しかし、まず、こんなパブコメ募集してるなんて、ワシ知らんかったぞ。たまにゃ国交省のサイトもチェックしてるけど、それでも偶然運良くヒットしないと、そういう情報を発見できない。つまり実質的には、マスコミに対してはなんかしているのかもしれないが。納税者に対してはなんの広報もしていないのと同じだ。
次に、とにかく国交省のパブコメのページが、実にわかりにくい。パブコメのリストが100から並んでて、パブコメ名がズラリとあるんだけど、「〜に関するパブコメ」の「〜」が法令名のみ。だから、関係するパブコメ募集がある、と知った上で関係ありそうなのを探してなお
(上に11項目)
●道路法施行令の一部を改正する政令等に関するパブリックコメントの募集について
(間に7項目)
●道路運送法施行規則等の一部を改正する省令に関するご意見の募集について
(間に5項目)
●道路運送車両法施行規則等の一部改正に関するパブリックコメントの募集について
(間に21項目)
「道路運送車両法施行規則」の一部改正に関するパブリックコメントの募集について
なんて感じで並んでて、つまり検索性が皆無。見出しの機能をまったく果たしていないので、片っ端からクリックするしかない。さらに、各項目をクリックしても
・意見募集の対象
 【道路法施行令の一部改正等について(別紙参照)【PDF形式】】
とかになってて、添付されたPDFファイルを開いて読んで、ようやくそれがナニのパブコメの話だかわかるのだ。

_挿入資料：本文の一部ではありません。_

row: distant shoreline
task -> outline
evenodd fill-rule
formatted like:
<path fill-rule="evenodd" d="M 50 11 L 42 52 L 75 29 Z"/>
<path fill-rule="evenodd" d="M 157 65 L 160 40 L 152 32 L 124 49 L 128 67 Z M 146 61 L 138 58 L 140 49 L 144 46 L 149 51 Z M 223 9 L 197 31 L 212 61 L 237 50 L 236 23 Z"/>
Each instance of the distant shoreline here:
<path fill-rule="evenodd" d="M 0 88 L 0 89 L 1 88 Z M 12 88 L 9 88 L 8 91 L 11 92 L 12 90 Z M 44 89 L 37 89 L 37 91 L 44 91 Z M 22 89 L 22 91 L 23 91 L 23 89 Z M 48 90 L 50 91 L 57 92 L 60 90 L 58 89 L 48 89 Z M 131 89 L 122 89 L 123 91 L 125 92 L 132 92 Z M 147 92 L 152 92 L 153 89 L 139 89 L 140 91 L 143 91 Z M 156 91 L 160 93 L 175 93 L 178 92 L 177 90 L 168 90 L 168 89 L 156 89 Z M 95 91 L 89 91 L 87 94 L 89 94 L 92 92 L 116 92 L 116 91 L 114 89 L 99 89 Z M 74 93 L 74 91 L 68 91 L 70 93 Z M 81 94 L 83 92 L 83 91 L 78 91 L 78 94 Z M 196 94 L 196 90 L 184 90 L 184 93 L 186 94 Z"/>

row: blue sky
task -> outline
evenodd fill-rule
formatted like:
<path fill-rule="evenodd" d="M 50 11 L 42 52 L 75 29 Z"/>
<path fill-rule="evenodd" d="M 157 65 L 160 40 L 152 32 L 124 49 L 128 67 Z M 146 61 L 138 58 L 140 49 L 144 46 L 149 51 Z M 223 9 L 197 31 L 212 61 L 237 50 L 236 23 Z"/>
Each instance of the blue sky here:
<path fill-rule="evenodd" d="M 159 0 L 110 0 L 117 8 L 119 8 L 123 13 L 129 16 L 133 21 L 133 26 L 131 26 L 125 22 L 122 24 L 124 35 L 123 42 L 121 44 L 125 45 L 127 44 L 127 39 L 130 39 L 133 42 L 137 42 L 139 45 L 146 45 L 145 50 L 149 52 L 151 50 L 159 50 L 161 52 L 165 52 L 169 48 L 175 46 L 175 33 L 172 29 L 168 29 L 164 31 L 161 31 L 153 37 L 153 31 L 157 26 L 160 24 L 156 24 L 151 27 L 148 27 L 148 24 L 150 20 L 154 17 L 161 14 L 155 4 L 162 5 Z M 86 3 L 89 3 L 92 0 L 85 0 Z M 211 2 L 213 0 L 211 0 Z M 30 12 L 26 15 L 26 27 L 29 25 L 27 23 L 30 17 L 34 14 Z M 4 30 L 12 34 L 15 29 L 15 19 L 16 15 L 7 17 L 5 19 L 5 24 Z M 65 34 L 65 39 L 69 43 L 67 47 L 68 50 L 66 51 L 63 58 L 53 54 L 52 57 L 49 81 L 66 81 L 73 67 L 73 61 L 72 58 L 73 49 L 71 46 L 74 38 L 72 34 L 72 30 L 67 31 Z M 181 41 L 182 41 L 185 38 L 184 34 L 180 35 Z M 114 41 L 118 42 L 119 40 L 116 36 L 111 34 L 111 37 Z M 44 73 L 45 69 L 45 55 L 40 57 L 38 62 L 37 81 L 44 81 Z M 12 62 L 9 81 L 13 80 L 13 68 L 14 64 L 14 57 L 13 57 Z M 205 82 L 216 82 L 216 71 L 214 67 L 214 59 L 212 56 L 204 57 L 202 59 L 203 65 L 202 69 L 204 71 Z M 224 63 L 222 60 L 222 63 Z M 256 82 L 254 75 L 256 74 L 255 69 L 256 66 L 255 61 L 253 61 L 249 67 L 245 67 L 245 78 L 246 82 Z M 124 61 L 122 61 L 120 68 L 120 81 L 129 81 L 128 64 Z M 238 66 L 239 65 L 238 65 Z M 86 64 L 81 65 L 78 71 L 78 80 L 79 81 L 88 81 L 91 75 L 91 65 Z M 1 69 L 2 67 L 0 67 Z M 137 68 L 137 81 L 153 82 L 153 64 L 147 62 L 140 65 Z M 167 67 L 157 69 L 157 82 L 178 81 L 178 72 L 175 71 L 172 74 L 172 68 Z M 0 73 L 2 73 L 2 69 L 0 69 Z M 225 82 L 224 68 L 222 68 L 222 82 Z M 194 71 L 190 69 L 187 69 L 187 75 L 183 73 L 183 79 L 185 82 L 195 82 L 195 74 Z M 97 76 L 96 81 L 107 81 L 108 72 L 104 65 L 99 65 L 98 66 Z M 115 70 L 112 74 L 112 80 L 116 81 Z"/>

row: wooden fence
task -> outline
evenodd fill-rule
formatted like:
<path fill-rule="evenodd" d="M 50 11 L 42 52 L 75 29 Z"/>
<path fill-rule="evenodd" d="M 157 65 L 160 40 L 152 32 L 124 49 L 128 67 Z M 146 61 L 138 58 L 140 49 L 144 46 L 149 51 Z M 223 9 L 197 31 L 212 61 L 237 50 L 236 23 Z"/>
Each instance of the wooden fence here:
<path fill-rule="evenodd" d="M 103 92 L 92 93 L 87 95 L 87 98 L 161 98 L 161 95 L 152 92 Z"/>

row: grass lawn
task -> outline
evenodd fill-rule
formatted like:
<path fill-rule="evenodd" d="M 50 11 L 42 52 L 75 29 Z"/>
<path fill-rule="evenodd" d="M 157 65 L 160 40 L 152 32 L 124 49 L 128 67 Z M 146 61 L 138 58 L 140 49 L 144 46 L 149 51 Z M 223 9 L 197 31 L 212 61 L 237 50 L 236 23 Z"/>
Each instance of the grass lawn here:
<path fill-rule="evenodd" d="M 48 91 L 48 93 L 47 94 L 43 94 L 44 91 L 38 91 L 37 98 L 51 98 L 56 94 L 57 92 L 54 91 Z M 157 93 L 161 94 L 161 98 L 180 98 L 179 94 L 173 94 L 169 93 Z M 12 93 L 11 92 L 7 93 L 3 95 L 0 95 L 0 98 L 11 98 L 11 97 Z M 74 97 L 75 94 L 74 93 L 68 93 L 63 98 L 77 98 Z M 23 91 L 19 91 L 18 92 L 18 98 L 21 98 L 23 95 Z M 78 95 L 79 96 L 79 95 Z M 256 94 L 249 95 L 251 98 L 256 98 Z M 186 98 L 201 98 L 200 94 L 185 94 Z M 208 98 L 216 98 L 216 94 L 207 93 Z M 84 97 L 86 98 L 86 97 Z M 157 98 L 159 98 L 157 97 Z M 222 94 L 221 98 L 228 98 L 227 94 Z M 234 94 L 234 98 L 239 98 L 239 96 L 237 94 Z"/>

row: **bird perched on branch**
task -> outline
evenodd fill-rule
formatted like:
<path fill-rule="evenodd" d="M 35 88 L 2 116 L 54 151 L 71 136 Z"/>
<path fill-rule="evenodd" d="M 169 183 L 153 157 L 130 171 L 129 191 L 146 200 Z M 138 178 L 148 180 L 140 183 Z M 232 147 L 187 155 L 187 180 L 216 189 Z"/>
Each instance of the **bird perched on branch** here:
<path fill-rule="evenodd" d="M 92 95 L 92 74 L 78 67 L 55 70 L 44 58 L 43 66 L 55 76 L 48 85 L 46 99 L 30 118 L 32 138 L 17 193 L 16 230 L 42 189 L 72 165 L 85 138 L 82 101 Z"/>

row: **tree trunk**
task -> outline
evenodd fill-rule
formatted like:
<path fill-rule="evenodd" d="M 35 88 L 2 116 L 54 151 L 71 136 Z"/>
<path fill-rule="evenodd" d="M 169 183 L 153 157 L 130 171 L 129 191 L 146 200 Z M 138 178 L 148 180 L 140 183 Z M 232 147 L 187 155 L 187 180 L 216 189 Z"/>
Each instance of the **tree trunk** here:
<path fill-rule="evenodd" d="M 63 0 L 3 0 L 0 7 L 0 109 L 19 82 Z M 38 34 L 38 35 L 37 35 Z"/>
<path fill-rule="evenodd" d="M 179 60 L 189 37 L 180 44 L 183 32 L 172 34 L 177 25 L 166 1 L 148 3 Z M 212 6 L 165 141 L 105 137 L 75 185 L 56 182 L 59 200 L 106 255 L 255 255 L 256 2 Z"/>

つまり、このパブコメなるもの、やらないとしょうがないのでやっちゃあいるが、本音を言ってしまえば、納税者の意見など聞きたくないとしか思えないシステムなのだった。そして言うまでもないことだが、実際にそのコメントが活かされるとは限らないし、行政としての意志決定をするなかで、どう検討されたかなんか、誰にもわからない。
さらに、この小林ゆきさんが紹介してくれたパブコメは、つまりは放置自転車解消を狙いとした、自転車や二輪の駐輪施設を、道路管理者以外の者が道路上に設置できるよう措置することを検討するためのものであり、直接の駐車方法や駐車違反取り締まりに関するものではないけれど、インフラはもちろん、インフラ整備を促進するための一切合切が放置されたまま、とにかく2007年前に、大急ぎで民間委託業者を整備しカネの流れを整備しOB人材の受け皿を整備したんだなっちゅーことがよくわかるパブコメ内容なのだった。